Steffen Schmidt/European Pressphoto Agency
4:40 p.m. | Updated
LONDON — Credit Suisse said on Thursday that it had swung to a profit in the fourth quarter of last year from a loss in the period a year earlier, and announced that it would cut more costs than previously planned.
The bank, Switzerland’s second-biggest after UBS, said net income for the final three months of 2012 was 397 million Swiss francs ($436 million); it posted a loss of 637 million francs ($700 million) in the fourth quarter of 2011.
Credit Suisse, based in Zurich, said it would increase its cost-cutting target by $440 million, to $4.83 billion, by the end of 2015.
“Going into 2013, revenues have so far been consistent with the good starts we have seen to prior years,” the chief executive, Brady W. Dougan, said in a statement, adding that profitability was “further benefiting from the strategic measures.”
On Tuesday, UBS reported a loss of $2.1 billion for the fourth quarter because of costs to settle legal matters, including its role in a global rate manipulation scandal. Both Swiss banks have reacted recently to stricter capital rules introduced by Swiss regulators by revamping their investment banking operations.

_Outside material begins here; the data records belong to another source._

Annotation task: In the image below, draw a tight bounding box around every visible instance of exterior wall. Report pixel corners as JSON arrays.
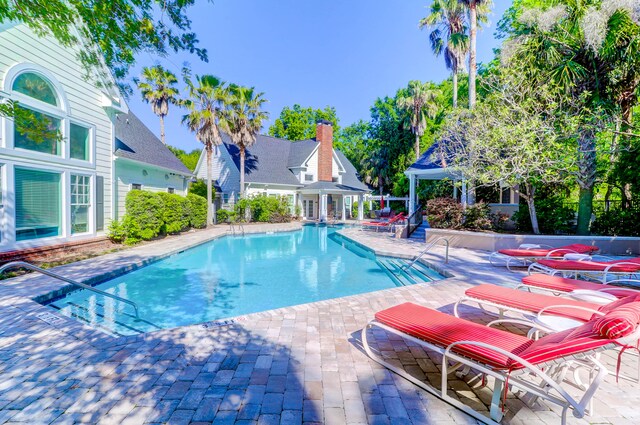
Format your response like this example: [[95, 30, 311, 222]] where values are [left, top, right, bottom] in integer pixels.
[[316, 123, 333, 182], [115, 158, 188, 219], [426, 229, 640, 255], [0, 24, 113, 251], [195, 145, 240, 199]]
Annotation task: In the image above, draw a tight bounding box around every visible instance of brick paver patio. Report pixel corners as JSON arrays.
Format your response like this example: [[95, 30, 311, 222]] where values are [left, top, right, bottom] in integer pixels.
[[0, 226, 640, 424]]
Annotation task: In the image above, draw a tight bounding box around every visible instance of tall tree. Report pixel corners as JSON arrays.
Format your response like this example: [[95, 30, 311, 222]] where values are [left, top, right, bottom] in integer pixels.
[[220, 85, 269, 197], [181, 72, 228, 226], [460, 0, 492, 109], [269, 104, 340, 141], [0, 0, 207, 91], [397, 80, 438, 159], [136, 65, 178, 145], [503, 0, 640, 234], [420, 0, 469, 108]]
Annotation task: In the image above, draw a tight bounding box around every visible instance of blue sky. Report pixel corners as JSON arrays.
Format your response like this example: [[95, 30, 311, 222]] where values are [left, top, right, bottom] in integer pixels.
[[128, 0, 511, 150]]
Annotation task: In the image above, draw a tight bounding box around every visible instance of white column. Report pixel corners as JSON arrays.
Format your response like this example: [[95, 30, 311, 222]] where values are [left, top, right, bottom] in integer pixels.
[[460, 181, 468, 207], [409, 174, 417, 215], [318, 192, 327, 221]]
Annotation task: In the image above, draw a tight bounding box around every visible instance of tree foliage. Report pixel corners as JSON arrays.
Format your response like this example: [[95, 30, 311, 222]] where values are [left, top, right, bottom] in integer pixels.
[[0, 0, 207, 92], [269, 104, 340, 141]]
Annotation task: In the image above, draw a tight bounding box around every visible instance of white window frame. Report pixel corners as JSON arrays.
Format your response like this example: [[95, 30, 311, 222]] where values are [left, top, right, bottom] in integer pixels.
[[65, 172, 95, 237]]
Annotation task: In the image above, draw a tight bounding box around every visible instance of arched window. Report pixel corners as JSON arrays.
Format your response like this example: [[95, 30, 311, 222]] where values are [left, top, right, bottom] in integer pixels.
[[11, 72, 60, 107]]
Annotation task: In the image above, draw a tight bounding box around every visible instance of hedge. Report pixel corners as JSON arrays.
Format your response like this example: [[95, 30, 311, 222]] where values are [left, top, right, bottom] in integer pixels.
[[109, 190, 207, 244]]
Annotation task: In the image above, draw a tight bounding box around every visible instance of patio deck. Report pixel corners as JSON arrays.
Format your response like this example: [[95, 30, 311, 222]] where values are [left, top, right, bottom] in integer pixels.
[[0, 226, 640, 425]]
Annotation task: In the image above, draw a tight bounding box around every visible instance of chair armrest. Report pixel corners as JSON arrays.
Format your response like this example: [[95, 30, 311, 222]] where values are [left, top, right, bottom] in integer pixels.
[[536, 304, 604, 319]]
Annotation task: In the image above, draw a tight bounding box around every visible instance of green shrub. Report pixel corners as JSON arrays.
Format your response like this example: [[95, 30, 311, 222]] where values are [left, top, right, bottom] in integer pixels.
[[123, 190, 164, 241], [235, 195, 291, 223], [156, 192, 190, 234], [216, 210, 236, 223], [187, 193, 207, 229], [512, 195, 575, 235], [463, 202, 493, 230], [591, 209, 640, 236], [426, 198, 464, 230], [108, 220, 127, 243]]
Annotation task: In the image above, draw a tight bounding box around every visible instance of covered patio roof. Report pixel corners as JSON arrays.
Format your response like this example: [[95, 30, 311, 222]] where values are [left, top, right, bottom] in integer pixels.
[[300, 181, 369, 195], [404, 141, 462, 180]]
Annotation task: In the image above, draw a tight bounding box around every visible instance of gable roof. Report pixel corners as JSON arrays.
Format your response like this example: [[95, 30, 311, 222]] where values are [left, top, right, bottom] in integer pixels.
[[114, 111, 192, 176], [210, 133, 369, 190]]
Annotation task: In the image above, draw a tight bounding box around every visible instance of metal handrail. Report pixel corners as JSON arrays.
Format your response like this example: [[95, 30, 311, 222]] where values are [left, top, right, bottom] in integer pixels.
[[401, 237, 449, 270], [0, 261, 140, 319]]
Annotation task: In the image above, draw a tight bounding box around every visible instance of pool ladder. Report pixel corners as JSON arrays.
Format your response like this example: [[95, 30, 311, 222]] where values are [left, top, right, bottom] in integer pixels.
[[0, 261, 140, 320], [227, 221, 244, 236], [402, 237, 449, 270]]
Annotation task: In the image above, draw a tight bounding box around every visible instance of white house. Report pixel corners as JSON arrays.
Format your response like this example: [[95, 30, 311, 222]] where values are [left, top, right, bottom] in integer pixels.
[[0, 23, 190, 252], [195, 121, 369, 221]]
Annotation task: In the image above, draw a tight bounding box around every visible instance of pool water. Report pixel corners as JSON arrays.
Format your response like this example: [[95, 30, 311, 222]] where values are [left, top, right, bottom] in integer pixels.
[[49, 226, 441, 335]]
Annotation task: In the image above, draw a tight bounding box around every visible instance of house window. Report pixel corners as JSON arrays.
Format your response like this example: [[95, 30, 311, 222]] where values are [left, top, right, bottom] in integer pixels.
[[71, 174, 91, 234], [11, 72, 60, 106], [13, 107, 62, 155], [69, 123, 91, 161], [500, 187, 511, 204], [15, 168, 62, 241], [287, 195, 296, 214]]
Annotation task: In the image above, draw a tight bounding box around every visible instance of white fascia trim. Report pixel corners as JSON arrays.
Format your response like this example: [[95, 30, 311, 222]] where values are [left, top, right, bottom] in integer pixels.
[[114, 154, 193, 177]]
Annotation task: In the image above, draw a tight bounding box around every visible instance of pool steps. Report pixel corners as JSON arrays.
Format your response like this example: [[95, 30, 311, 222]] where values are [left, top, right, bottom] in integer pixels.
[[377, 257, 441, 286]]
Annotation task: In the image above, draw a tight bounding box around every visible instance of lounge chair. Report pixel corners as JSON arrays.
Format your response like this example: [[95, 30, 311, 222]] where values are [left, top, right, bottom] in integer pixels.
[[362, 303, 640, 424], [360, 213, 405, 232], [489, 244, 599, 270], [516, 273, 640, 298], [529, 257, 640, 283]]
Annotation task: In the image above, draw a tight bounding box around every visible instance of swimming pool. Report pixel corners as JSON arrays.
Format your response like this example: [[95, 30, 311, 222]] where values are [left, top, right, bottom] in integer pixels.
[[49, 226, 442, 335]]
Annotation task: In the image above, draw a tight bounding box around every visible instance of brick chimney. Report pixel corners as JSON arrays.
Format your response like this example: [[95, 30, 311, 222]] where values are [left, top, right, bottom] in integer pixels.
[[316, 120, 333, 182]]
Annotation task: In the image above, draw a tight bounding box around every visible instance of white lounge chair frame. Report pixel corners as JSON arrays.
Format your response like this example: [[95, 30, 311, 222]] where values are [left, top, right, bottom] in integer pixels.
[[362, 320, 616, 425], [527, 261, 640, 283], [489, 245, 579, 272], [516, 279, 640, 296]]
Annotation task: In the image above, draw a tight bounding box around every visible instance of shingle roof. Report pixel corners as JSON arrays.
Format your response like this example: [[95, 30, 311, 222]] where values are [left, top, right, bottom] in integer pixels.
[[115, 111, 192, 175], [222, 133, 368, 190], [409, 142, 446, 170], [304, 181, 369, 192]]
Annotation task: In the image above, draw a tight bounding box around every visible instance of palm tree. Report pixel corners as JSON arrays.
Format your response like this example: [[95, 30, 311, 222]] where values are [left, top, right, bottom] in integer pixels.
[[220, 85, 269, 197], [396, 80, 439, 159], [360, 144, 391, 196], [419, 0, 469, 108], [460, 0, 493, 109], [136, 65, 178, 145], [181, 73, 228, 226]]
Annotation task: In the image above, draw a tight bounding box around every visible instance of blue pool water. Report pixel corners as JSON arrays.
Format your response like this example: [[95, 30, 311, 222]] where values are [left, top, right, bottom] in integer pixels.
[[50, 226, 441, 334]]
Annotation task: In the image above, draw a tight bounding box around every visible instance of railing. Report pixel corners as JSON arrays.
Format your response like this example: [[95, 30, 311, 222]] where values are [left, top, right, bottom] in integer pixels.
[[228, 221, 244, 236], [402, 238, 449, 270], [0, 261, 140, 319], [407, 205, 422, 237]]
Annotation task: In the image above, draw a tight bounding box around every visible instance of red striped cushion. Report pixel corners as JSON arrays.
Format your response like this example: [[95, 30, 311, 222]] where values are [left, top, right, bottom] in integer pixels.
[[520, 321, 612, 364], [593, 301, 640, 339], [538, 258, 640, 273], [522, 273, 608, 295], [498, 244, 598, 258], [376, 303, 533, 369], [465, 284, 600, 322]]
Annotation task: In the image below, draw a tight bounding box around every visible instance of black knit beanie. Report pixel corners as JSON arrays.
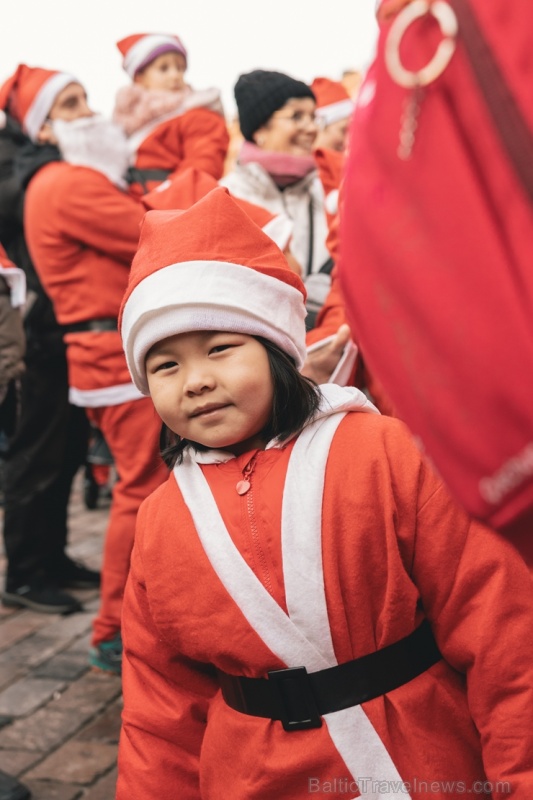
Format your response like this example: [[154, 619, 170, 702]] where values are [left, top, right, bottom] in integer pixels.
[[234, 69, 316, 142]]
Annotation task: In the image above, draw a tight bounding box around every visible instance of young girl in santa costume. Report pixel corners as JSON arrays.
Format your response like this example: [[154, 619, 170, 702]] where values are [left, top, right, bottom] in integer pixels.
[[117, 187, 533, 800], [113, 33, 229, 195]]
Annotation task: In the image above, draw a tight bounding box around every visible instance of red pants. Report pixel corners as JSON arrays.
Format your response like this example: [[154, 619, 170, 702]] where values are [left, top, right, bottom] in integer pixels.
[[87, 398, 168, 645]]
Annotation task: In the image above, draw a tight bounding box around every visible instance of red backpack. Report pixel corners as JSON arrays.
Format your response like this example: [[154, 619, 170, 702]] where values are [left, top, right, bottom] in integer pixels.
[[339, 0, 533, 561]]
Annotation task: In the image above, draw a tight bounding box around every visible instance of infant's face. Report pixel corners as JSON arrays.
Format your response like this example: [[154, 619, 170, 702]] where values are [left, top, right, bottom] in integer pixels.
[[135, 53, 187, 92]]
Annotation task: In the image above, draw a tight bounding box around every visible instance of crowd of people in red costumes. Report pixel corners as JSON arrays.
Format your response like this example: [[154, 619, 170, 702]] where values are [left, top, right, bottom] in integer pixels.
[[0, 0, 533, 800]]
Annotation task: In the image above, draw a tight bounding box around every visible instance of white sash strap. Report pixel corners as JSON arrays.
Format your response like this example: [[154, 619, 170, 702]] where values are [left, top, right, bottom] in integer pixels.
[[174, 454, 329, 671], [174, 412, 410, 800]]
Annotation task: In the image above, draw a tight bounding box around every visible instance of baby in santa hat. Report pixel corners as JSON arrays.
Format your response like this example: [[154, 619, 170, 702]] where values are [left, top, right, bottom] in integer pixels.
[[113, 33, 229, 195], [116, 187, 533, 800]]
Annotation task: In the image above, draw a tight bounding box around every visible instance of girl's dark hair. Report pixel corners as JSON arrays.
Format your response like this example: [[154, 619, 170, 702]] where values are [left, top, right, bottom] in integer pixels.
[[159, 336, 320, 468]]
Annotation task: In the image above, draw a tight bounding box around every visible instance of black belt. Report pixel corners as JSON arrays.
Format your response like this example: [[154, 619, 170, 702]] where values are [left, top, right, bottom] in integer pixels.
[[62, 317, 118, 333], [218, 620, 442, 731]]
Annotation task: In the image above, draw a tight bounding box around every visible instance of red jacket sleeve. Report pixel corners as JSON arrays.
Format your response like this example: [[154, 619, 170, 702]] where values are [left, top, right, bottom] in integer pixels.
[[116, 507, 218, 800], [24, 162, 146, 267], [169, 108, 229, 180]]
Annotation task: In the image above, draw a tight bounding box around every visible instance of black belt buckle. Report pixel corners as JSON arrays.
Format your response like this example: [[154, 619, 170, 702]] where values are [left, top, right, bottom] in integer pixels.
[[268, 667, 322, 732]]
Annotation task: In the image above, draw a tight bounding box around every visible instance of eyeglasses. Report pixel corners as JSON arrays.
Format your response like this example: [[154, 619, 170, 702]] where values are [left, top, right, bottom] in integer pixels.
[[272, 111, 317, 127]]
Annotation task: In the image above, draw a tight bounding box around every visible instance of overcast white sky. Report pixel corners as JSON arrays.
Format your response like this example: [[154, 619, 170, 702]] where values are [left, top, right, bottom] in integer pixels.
[[0, 0, 377, 116]]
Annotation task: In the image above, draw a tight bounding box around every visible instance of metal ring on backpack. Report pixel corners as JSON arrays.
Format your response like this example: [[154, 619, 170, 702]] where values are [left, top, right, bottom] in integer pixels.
[[385, 0, 459, 89]]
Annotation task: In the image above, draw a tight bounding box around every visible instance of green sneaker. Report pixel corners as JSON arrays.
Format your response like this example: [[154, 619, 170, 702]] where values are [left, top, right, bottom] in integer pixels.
[[89, 633, 122, 675]]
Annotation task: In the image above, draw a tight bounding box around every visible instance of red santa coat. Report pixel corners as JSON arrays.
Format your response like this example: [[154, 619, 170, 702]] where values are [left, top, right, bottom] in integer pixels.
[[117, 387, 533, 800], [129, 106, 229, 195], [24, 161, 146, 407]]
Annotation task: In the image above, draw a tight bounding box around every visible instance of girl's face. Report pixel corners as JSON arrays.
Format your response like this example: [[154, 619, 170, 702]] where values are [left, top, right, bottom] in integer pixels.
[[146, 331, 274, 455], [135, 53, 187, 92], [254, 97, 318, 156]]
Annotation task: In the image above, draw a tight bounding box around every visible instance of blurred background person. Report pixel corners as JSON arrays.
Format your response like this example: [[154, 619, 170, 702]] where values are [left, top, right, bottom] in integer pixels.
[[0, 70, 94, 613], [113, 33, 229, 194], [221, 69, 330, 324]]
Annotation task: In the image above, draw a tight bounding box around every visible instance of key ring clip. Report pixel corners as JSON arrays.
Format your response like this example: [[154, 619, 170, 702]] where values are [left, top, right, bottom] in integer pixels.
[[385, 0, 459, 89]]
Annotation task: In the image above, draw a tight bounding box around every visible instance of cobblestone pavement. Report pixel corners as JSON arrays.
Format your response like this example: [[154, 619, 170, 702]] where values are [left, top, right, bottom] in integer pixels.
[[0, 474, 121, 800]]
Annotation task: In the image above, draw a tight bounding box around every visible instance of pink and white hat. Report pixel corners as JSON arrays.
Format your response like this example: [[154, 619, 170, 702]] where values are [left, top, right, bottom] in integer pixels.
[[0, 64, 79, 141], [117, 33, 187, 80], [311, 78, 355, 128], [119, 186, 306, 394]]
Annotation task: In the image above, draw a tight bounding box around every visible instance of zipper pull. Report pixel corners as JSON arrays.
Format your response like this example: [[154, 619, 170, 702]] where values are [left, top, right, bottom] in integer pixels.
[[235, 454, 257, 495]]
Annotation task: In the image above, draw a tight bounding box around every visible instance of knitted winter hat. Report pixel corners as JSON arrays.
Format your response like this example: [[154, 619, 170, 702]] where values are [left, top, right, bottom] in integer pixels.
[[311, 78, 355, 127], [117, 33, 187, 80], [234, 69, 315, 142], [119, 186, 306, 394], [0, 64, 79, 141]]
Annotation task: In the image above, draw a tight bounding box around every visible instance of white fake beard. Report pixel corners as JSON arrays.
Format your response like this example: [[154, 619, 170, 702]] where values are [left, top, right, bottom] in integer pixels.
[[52, 114, 131, 189]]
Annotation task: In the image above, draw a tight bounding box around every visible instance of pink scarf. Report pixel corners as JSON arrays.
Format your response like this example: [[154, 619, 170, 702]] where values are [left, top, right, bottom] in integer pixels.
[[113, 83, 224, 136], [238, 141, 316, 189]]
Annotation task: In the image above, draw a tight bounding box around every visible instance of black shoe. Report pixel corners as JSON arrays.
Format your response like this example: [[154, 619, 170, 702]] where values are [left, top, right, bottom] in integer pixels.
[[0, 770, 31, 800], [0, 584, 83, 616], [51, 557, 100, 589]]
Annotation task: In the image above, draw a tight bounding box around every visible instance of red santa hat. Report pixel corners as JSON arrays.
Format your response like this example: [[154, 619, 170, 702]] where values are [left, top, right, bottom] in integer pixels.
[[0, 64, 79, 141], [311, 78, 355, 128], [117, 33, 187, 80], [119, 186, 306, 394]]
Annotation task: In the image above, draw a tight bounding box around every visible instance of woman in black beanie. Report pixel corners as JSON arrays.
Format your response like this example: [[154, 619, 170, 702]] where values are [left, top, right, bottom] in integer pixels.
[[221, 69, 329, 318]]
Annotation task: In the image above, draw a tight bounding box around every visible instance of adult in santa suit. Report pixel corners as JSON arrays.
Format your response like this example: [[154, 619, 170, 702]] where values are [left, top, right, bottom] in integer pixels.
[[117, 189, 533, 800], [220, 69, 330, 319], [311, 77, 355, 227], [3, 62, 166, 672], [113, 33, 229, 195]]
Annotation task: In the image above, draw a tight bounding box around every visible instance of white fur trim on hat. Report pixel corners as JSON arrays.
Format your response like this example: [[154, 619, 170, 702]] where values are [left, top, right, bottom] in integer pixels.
[[121, 261, 306, 395], [24, 72, 79, 141], [315, 98, 355, 128], [123, 33, 187, 80]]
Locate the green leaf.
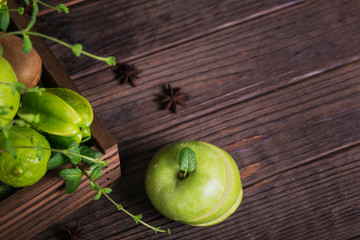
[66,141,81,165]
[55,3,69,14]
[47,153,67,170]
[134,214,142,224]
[105,56,116,66]
[71,43,82,57]
[179,147,196,176]
[59,168,82,180]
[0,4,10,32]
[65,177,81,194]
[79,145,102,165]
[36,139,45,159]
[5,139,17,158]
[25,1,39,31]
[90,164,103,179]
[94,191,101,200]
[22,34,32,54]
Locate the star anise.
[65,223,86,240]
[155,84,188,113]
[114,63,142,87]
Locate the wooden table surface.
[33,0,360,240]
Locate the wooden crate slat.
[0,1,121,240]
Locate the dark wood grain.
[33,0,303,78]
[35,55,360,239]
[21,0,360,240]
[75,2,360,154]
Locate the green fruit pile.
[0,47,93,199]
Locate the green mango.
[17,88,93,145]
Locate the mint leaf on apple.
[179,147,196,178]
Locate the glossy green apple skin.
[145,141,243,226]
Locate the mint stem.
[0,30,114,66]
[80,168,170,233]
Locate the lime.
[0,1,7,8]
[0,57,20,126]
[0,126,51,187]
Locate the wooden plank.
[35,58,360,239]
[71,1,360,148]
[33,0,303,78]
[0,2,121,240]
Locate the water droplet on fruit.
[11,166,23,176]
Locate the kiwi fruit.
[0,33,42,88]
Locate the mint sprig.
[0,0,116,66]
[179,147,196,178]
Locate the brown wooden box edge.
[0,1,121,240]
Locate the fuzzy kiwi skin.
[0,33,42,88]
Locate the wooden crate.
[0,1,121,240]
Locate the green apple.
[145,141,243,226]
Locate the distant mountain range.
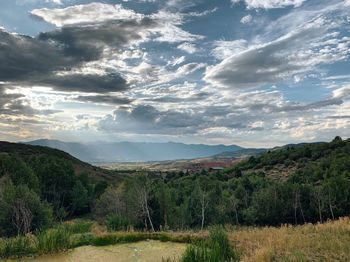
[25,139,244,163]
[213,148,267,158]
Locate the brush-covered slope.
[227,137,350,180]
[0,141,113,180]
[27,139,242,163]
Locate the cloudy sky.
[0,0,350,147]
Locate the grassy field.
[229,218,350,262]
[0,218,350,262]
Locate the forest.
[0,137,350,237]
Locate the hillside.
[226,137,350,180]
[0,141,114,180]
[26,139,242,163]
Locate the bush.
[106,214,130,231]
[182,226,239,262]
[0,235,35,258]
[37,227,72,253]
[58,220,93,234]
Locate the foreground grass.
[229,218,350,262]
[0,221,202,258]
[0,218,350,262]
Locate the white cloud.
[177,42,198,54]
[31,3,143,27]
[168,56,186,66]
[31,3,204,43]
[205,17,350,88]
[211,39,248,60]
[231,0,306,9]
[241,15,253,24]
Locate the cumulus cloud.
[31,3,143,27]
[241,15,253,24]
[75,95,132,105]
[98,105,202,134]
[177,42,198,54]
[231,0,306,9]
[211,39,248,60]
[205,18,350,88]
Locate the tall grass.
[182,226,239,262]
[0,220,200,260]
[37,228,72,253]
[0,235,36,260]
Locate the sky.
[0,0,350,147]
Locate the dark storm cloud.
[0,30,73,81]
[76,95,132,105]
[38,73,128,93]
[99,105,204,134]
[38,18,156,61]
[0,18,154,93]
[0,85,23,110]
[0,85,60,115]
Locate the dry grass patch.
[229,218,350,262]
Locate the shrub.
[106,214,130,231]
[37,227,71,253]
[0,235,35,258]
[182,226,239,262]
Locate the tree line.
[0,137,350,236]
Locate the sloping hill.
[227,137,350,180]
[0,141,115,180]
[26,139,242,163]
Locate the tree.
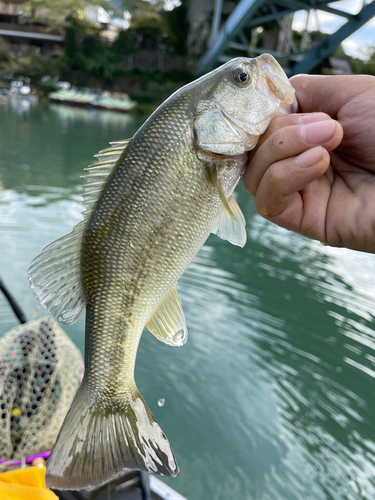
[22,0,108,33]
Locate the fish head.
[194,54,298,155]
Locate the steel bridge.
[196,0,375,76]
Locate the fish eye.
[233,68,251,85]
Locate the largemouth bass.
[29,55,296,489]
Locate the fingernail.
[298,113,331,125]
[300,120,336,144]
[294,146,323,167]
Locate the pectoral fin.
[212,196,247,247]
[146,285,188,346]
[207,165,235,218]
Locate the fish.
[29,54,297,490]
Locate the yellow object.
[0,467,57,500]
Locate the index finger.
[290,75,374,119]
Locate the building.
[0,0,63,56]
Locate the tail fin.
[46,381,179,490]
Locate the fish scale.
[29,55,296,489]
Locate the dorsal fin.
[28,139,131,325]
[146,285,187,346]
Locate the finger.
[243,120,342,195]
[256,113,331,157]
[255,146,330,239]
[290,75,374,118]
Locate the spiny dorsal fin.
[212,196,247,247]
[146,285,188,346]
[28,139,131,325]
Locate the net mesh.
[0,317,83,467]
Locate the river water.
[0,98,375,500]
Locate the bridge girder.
[196,0,375,76]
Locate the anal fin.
[46,379,179,490]
[146,285,188,346]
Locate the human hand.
[244,75,375,253]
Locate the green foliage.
[0,52,61,81]
[22,0,106,33]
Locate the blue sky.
[293,0,375,58]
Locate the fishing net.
[0,317,83,468]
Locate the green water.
[0,97,375,500]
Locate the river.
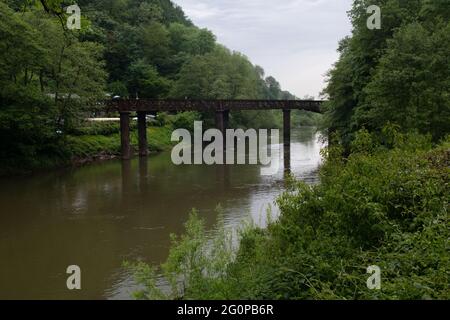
[0,127,323,299]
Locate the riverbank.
[0,123,173,177]
[128,130,450,300]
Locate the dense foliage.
[324,0,450,148]
[0,0,310,172]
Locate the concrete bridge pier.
[120,112,131,160]
[138,112,148,157]
[283,109,291,171]
[216,110,230,135]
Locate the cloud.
[175,0,352,97]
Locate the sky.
[172,0,353,98]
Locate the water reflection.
[0,128,322,299]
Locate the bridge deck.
[108,99,323,113]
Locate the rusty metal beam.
[106,99,323,113]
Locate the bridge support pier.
[283,109,291,171]
[138,112,148,157]
[120,112,131,160]
[216,111,226,134]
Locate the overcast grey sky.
[172,0,352,98]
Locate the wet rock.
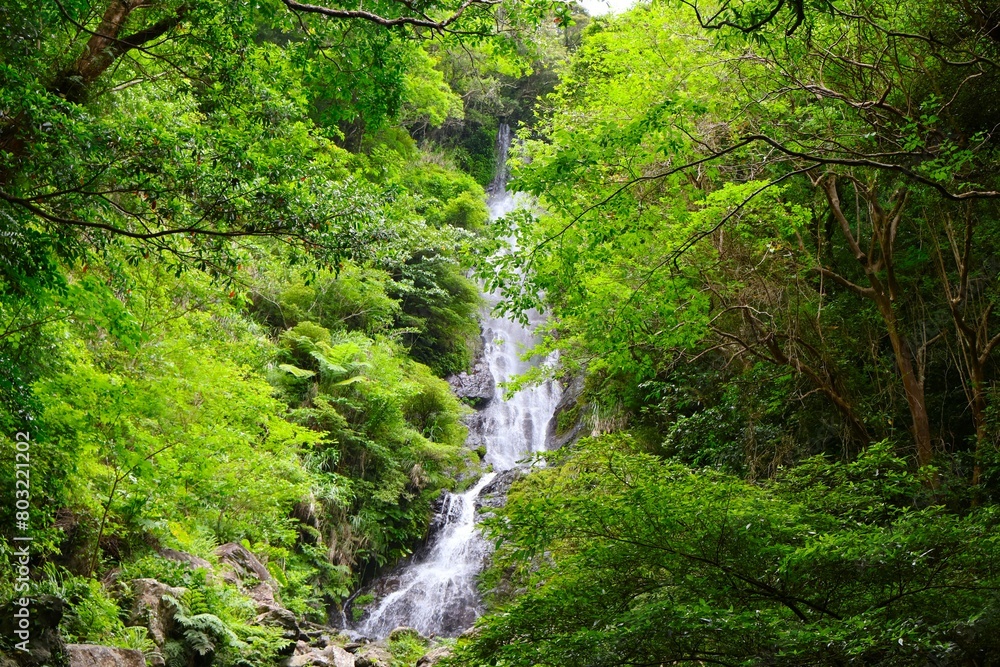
[389,625,424,642]
[0,595,66,667]
[354,644,392,667]
[416,646,451,667]
[156,547,212,580]
[66,644,146,667]
[285,645,355,667]
[215,542,272,584]
[129,579,186,666]
[448,359,497,410]
[545,375,586,451]
[256,607,303,655]
[215,542,280,613]
[476,468,525,513]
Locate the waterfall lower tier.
[356,124,561,638]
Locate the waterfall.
[356,123,561,638]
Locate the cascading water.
[357,123,561,638]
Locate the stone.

While UBS’s shares jumped after it said in October that it would eliminate 10,000 jobs, Credit Suisse investors were far less impressed with changes that the bank announced in November.
Those changes, announced by Mr. Dougan, included appointing a new co-head of investment banking and merging the bank’s asset management division into its wealth management and private banking unit.
The new structure is meant to help Mr. Dougan fulfill his pledge to save billions of francs by 2015, and to make the lines between wealth management and investment banking clearer.
Credit Suisse said on Thursday that 21 percent of its net revenue was from the collaboration among its different divisions. The bank also reduced its total compensation by 5 percent in 2012 from a year earlier.
Private banking and wealth management had a pretax profit of $1 billion in the quarter, up from $585 million in the period in 2011.
Investment banking had a pretax profit of $327 million, a turnaround from a loss of $1.54 billion in the fourth quarter of 2011, as it made more money from debt sales and trading.
Credit Suisse said it proposed to pay a dividend of 10 centimes in cash and 65 centimes in shares for 2012.